Why are difference lists more efficient than regular concatenation in Haskell?

I am currently working my way through the Learn you a Haskell book online, and have come to a chapter where the author is explaining that some list concatenations can be inefficient: For example

((((a ++ b) ++ c) ++ d) ++ e) ++ f

is supposedly inefficient. The solution the author comes up with is to use 'difference lists' defined as

newtype DiffList a = DiffList {getDiffList :: [a] -> [a] }

instance Monoid (DiffList a) where
    mempty = DiffList (\xs -> [] ++ xs)
    (DiffList f) `mappend` (DiffList g) = DiffList (\xs -> f (g xs))

I am struggling to understand why DiffList is more computationally efficient than a simple concatenation in some cases. Could someone explain to me in simple terms why the above example is so inefficient, and in what way the DiffList solves this problem?


The problem in

((((a ++ b) ++ c) ++ d) ++ e) ++ f

is the nesting. The applications of (++) are left-nested, and that's bad; right-nesting

a ++ (b ++ (c ++ (d ++ (e ++f))))

would not be a problem. That is because (++) is defined as

[] ++ ys = ys
(x:xs) ++ ys = x : (xs ++ ys)

so to find which equation to use, the implementation must dive into the expression tree

             (++)
             /  \
          (++)   f
          /  \
       (++)   e
       /  \
    (++)   d
    /  \
 (++)   c
 /  \
a    b

until it finds out whether the left operand is empty or not. If it's not empty, its head is taken and bubbled to the top, but the tail of the left operand is left untouched, so when the next element of the concatenation is demanded, the same procedure starts again.
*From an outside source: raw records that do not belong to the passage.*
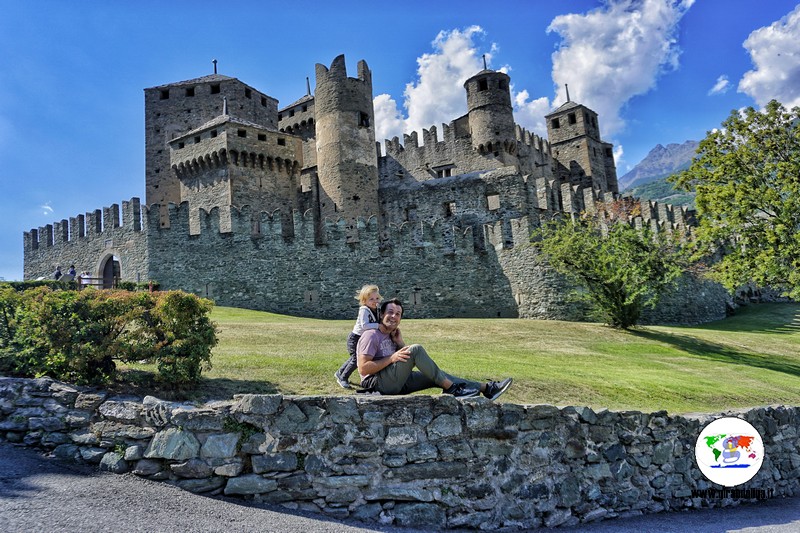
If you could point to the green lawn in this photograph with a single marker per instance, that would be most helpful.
(750, 359)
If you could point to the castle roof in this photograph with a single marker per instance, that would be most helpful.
(195, 81)
(306, 98)
(564, 107)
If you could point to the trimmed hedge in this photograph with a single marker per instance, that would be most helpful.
(77, 336)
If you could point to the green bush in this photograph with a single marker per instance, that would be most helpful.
(78, 336)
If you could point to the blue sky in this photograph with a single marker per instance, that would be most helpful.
(72, 75)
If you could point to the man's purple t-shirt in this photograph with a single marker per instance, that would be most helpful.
(376, 343)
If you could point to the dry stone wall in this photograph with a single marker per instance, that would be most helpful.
(415, 461)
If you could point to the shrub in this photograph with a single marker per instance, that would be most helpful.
(78, 336)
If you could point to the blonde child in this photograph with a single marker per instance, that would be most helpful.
(369, 297)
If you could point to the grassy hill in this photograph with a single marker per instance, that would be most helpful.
(750, 359)
(662, 191)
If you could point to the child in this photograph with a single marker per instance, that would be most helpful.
(369, 297)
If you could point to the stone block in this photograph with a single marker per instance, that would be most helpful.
(147, 467)
(113, 462)
(193, 468)
(173, 443)
(444, 426)
(420, 515)
(201, 485)
(250, 484)
(121, 411)
(277, 462)
(220, 446)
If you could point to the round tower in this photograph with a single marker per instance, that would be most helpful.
(347, 159)
(491, 119)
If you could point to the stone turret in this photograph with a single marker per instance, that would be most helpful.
(174, 109)
(491, 119)
(347, 159)
(575, 142)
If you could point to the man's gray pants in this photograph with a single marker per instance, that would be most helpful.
(400, 377)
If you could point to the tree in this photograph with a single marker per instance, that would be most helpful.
(747, 179)
(619, 270)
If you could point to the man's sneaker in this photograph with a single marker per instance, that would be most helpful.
(343, 383)
(462, 390)
(494, 389)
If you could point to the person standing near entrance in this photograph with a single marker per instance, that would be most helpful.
(386, 363)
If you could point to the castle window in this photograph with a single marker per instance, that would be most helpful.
(444, 171)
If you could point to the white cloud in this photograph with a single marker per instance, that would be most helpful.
(530, 113)
(721, 86)
(619, 158)
(775, 53)
(437, 95)
(613, 53)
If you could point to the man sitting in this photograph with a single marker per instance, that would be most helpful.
(386, 364)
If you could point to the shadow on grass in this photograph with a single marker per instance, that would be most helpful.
(721, 353)
(759, 318)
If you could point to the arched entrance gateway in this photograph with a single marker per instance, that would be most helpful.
(110, 272)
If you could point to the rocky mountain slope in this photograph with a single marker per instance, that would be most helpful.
(659, 163)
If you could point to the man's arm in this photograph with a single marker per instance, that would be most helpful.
(368, 366)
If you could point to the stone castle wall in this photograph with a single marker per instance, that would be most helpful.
(414, 461)
(290, 265)
(88, 241)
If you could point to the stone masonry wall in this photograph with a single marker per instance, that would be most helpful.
(437, 270)
(88, 242)
(414, 461)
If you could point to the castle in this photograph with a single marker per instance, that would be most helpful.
(292, 209)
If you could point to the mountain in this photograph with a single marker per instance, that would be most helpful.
(659, 163)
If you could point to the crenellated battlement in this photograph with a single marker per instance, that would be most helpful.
(95, 223)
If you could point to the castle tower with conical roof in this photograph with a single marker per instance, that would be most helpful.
(575, 142)
(347, 159)
(491, 118)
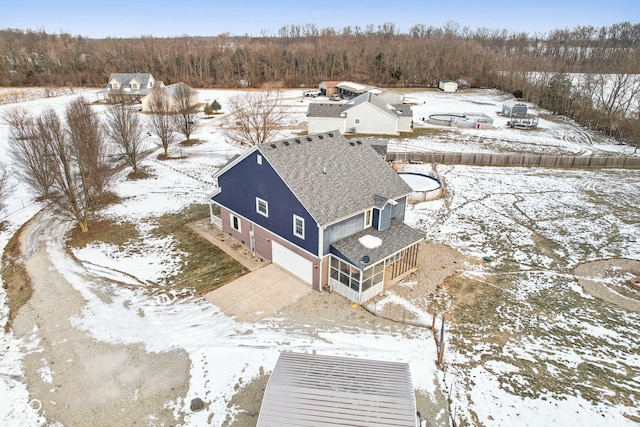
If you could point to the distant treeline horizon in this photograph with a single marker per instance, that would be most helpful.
(303, 56)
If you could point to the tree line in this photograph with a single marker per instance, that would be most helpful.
(535, 67)
(305, 55)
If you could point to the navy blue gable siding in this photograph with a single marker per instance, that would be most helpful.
(246, 180)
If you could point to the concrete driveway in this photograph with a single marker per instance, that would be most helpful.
(258, 294)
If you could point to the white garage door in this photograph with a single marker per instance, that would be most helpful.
(292, 262)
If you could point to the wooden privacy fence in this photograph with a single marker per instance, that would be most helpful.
(525, 160)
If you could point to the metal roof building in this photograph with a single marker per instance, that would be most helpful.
(312, 390)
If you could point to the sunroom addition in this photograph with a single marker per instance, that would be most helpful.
(361, 264)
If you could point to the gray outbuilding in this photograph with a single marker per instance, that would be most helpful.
(514, 108)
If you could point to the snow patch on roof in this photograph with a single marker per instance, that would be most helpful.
(370, 242)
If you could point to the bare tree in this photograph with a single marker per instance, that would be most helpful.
(62, 162)
(185, 102)
(123, 127)
(71, 191)
(5, 187)
(162, 122)
(255, 117)
(28, 153)
(86, 139)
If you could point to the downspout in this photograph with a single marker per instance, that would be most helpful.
(320, 253)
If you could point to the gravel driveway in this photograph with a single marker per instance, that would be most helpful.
(78, 380)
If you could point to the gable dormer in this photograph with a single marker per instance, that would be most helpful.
(134, 84)
(382, 212)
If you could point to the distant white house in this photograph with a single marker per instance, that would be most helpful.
(351, 90)
(364, 114)
(129, 87)
(514, 108)
(170, 92)
(448, 86)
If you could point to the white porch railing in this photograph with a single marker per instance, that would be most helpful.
(352, 295)
(216, 221)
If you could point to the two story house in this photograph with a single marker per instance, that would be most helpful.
(327, 209)
(129, 87)
(366, 114)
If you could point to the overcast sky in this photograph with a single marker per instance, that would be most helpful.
(162, 18)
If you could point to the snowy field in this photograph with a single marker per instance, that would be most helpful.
(564, 358)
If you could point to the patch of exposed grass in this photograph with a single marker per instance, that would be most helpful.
(205, 267)
(15, 279)
(107, 231)
(417, 133)
(191, 142)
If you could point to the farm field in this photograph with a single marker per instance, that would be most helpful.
(536, 336)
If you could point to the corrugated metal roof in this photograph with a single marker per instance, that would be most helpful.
(313, 390)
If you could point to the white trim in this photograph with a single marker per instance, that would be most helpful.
(266, 207)
(237, 160)
(231, 218)
(295, 228)
(368, 224)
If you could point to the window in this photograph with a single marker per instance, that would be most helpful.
(262, 207)
(298, 226)
(235, 222)
(368, 217)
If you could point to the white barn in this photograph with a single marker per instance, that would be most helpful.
(448, 86)
(365, 114)
(514, 108)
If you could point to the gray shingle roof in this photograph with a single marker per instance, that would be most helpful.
(322, 391)
(322, 109)
(125, 78)
(395, 238)
(332, 177)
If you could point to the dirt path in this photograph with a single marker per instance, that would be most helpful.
(78, 380)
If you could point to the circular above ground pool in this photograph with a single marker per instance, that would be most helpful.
(424, 187)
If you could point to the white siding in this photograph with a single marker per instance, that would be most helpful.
(372, 120)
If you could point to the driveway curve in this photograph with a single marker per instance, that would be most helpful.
(81, 381)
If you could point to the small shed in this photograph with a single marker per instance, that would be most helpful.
(448, 86)
(316, 390)
(380, 145)
(328, 88)
(514, 108)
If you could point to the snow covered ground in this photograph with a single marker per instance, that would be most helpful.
(559, 342)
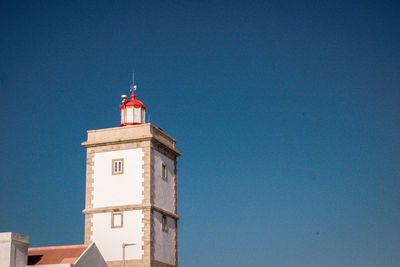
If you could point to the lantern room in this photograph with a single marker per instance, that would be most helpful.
(132, 111)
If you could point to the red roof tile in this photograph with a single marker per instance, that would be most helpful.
(55, 255)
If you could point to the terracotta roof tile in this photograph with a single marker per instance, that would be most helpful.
(55, 255)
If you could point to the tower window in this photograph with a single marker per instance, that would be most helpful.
(164, 171)
(117, 166)
(117, 220)
(164, 223)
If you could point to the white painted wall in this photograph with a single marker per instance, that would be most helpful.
(121, 189)
(164, 242)
(109, 240)
(164, 190)
(13, 249)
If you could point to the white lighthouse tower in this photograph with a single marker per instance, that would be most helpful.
(131, 191)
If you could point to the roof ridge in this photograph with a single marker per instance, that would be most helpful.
(60, 247)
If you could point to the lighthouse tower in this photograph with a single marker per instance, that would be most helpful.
(131, 191)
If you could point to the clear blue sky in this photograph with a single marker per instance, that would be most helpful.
(287, 114)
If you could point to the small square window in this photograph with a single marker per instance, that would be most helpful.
(117, 166)
(164, 223)
(164, 171)
(117, 220)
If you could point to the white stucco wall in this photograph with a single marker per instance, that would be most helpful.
(164, 242)
(109, 240)
(164, 190)
(13, 249)
(121, 189)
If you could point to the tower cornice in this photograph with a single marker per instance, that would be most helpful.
(128, 134)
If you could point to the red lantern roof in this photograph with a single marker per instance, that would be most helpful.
(133, 102)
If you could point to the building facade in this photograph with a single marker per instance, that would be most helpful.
(131, 191)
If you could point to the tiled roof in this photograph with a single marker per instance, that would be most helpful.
(55, 255)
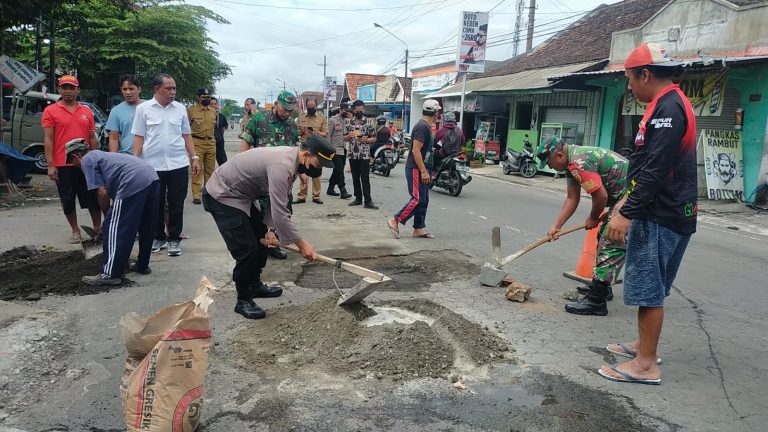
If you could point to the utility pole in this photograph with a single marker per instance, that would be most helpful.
(531, 18)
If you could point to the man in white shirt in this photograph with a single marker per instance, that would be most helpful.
(163, 138)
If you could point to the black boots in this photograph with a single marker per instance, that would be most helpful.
(249, 309)
(593, 303)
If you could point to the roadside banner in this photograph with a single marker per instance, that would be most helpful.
(705, 92)
(723, 163)
(329, 89)
(20, 75)
(473, 37)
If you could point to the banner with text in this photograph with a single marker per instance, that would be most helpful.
(723, 163)
(473, 37)
(329, 89)
(705, 92)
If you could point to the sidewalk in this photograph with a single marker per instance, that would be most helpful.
(723, 214)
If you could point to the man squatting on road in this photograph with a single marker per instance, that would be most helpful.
(232, 197)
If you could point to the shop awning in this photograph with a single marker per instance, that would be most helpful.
(525, 80)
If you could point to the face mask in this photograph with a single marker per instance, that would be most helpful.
(312, 171)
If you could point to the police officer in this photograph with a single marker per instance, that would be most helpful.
(202, 121)
(311, 123)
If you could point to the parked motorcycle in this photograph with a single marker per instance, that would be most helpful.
(384, 160)
(523, 162)
(452, 174)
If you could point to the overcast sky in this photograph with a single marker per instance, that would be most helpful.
(288, 40)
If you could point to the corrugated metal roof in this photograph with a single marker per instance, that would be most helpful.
(525, 80)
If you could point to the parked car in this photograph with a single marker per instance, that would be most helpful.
(23, 131)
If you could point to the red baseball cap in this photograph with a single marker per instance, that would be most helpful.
(69, 79)
(650, 54)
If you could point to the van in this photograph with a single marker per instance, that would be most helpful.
(23, 131)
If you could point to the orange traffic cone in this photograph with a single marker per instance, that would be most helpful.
(583, 272)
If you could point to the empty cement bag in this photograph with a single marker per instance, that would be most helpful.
(162, 384)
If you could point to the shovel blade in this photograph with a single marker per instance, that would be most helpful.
(366, 287)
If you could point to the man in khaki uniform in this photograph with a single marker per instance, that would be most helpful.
(311, 123)
(202, 121)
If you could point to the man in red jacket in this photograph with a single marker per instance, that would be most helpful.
(658, 215)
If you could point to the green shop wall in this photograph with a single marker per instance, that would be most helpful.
(749, 81)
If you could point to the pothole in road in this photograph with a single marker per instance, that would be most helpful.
(27, 273)
(338, 340)
(412, 272)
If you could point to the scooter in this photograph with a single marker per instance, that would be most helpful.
(452, 174)
(384, 159)
(523, 161)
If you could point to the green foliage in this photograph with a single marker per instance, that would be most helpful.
(102, 39)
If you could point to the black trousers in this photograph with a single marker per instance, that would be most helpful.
(173, 192)
(242, 234)
(361, 181)
(337, 178)
(221, 153)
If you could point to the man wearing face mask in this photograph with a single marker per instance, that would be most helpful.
(337, 130)
(311, 123)
(272, 128)
(202, 120)
(359, 137)
(235, 197)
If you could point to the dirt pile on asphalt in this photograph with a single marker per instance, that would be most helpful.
(27, 273)
(336, 340)
(413, 272)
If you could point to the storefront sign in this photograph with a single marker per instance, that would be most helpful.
(705, 92)
(20, 75)
(367, 93)
(329, 89)
(723, 163)
(473, 37)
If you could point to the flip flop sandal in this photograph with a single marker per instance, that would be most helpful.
(395, 232)
(628, 352)
(627, 378)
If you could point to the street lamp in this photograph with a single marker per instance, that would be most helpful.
(405, 80)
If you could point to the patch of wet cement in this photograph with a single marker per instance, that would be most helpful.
(413, 272)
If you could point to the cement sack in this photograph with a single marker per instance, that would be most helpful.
(162, 383)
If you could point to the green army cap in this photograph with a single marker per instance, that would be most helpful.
(545, 150)
(287, 100)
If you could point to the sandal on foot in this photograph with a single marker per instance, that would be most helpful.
(626, 377)
(395, 232)
(627, 352)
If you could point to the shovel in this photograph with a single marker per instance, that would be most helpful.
(371, 281)
(492, 274)
(94, 245)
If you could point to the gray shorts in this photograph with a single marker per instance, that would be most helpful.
(654, 254)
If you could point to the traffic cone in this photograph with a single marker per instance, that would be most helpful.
(583, 272)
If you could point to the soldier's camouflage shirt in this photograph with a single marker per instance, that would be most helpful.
(266, 129)
(592, 167)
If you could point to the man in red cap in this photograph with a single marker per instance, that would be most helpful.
(658, 214)
(62, 122)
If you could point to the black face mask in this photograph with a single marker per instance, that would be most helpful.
(312, 171)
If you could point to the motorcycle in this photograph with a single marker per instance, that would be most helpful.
(452, 174)
(523, 161)
(384, 159)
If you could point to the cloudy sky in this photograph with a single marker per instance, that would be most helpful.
(271, 40)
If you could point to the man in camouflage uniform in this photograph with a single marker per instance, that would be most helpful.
(602, 174)
(274, 127)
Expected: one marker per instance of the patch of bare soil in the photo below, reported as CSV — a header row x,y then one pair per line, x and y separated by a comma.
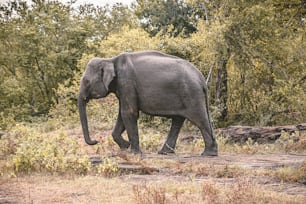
x,y
154,168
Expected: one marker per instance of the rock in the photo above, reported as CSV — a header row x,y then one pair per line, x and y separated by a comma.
x,y
261,135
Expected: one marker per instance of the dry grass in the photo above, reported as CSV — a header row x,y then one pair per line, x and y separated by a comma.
x,y
92,189
233,177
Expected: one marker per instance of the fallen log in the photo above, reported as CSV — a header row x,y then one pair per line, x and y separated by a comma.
x,y
261,135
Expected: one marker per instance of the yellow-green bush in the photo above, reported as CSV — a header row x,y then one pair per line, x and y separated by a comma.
x,y
31,151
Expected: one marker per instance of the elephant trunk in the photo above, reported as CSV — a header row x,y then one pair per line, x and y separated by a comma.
x,y
82,102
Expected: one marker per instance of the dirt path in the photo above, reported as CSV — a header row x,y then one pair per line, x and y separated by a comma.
x,y
153,168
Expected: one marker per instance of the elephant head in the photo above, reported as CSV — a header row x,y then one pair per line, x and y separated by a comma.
x,y
95,84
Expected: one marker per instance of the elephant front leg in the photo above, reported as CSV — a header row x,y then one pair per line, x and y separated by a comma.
x,y
117,133
130,123
169,146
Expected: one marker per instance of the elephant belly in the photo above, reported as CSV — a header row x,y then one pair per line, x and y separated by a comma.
x,y
165,101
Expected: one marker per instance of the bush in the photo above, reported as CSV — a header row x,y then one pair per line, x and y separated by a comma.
x,y
31,151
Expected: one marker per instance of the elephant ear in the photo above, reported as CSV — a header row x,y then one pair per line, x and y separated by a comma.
x,y
108,74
When the concatenations are right-nested, the left operand of (++) is always at the top, and checking for emptiness/bubbling up the head are O(1).

But when the concatenations are left-nested, n layers deep, to reach the first element, n nodes of the tree must be traversed, for each element of the result (coming from the first list, n-1 for those coming from the second etc.).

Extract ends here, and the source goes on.